Despite these challenges, Cerebral and other telemedicine companies have continued to innovate and adapt in response to the pandemic. For example, Cerebral has expanded its services to include virtual medication management and has partnered with employers and insurance providers to expand access to its services. Overall, while there have been challenges, Cerebral and other telemedicine companies are well-positioned to continue to grow and succeed in the post-pandemic healthcare landscape.


Summary:


While some digital health companies have thrived during the pandemic, others have struggled, including some billion-dollar companies. There are several reasons why this may be the case:

  1. Financial pressures: The pandemic has caused significant economic disruptions, and many digital health companies have struggled to raise new funding or maintain existing revenue streams. This has made it difficult for some companies to continue operating at pre-pandemic levels.

  2. Operational challenges: The rapid shift to telemedicine and remote care has created operational challenges for many digital health companies, including issues related to technology infrastructure, staffing, and regulatory compliance.

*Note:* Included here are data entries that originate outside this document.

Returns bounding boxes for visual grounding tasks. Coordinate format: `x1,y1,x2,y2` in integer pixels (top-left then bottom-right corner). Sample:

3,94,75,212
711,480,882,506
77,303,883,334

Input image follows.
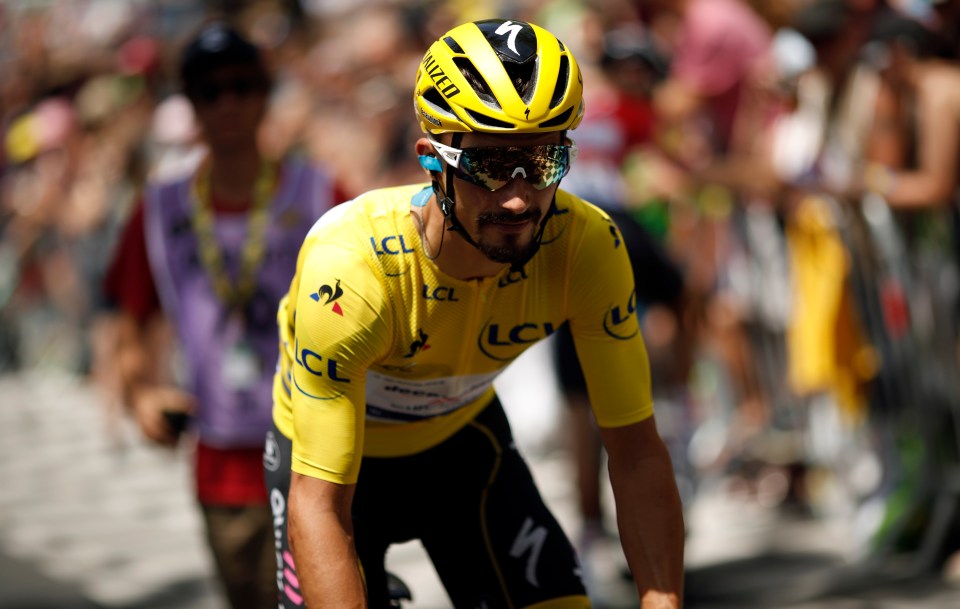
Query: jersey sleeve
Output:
288,240,392,484
569,206,653,427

  3. Competition: The pandemic has led to a proliferation of new digital health startups, creating a more competitive landscape for established players. This increased competition can make it difficult for established companies to maintain their market share and continue to grow.

  4. Changes in healthcare policy: The pandemic has led to significant changes in healthcare policy, including expanded telehealth coverage and reimbursement. While this has created new opportunities for some digital health companies, it has also led to increased regulatory scrutiny and changes in reimbursement rates, which can impact companies' revenue streams.

Overall, while some digital health companies have struggled during the pandemic, others have been able to adapt and thrive. The impact of the pandemic on digital health companies is likely to vary depending on a variety of factors, including the specific market niche, the company's business model, and its ability to adapt to changing market conditions.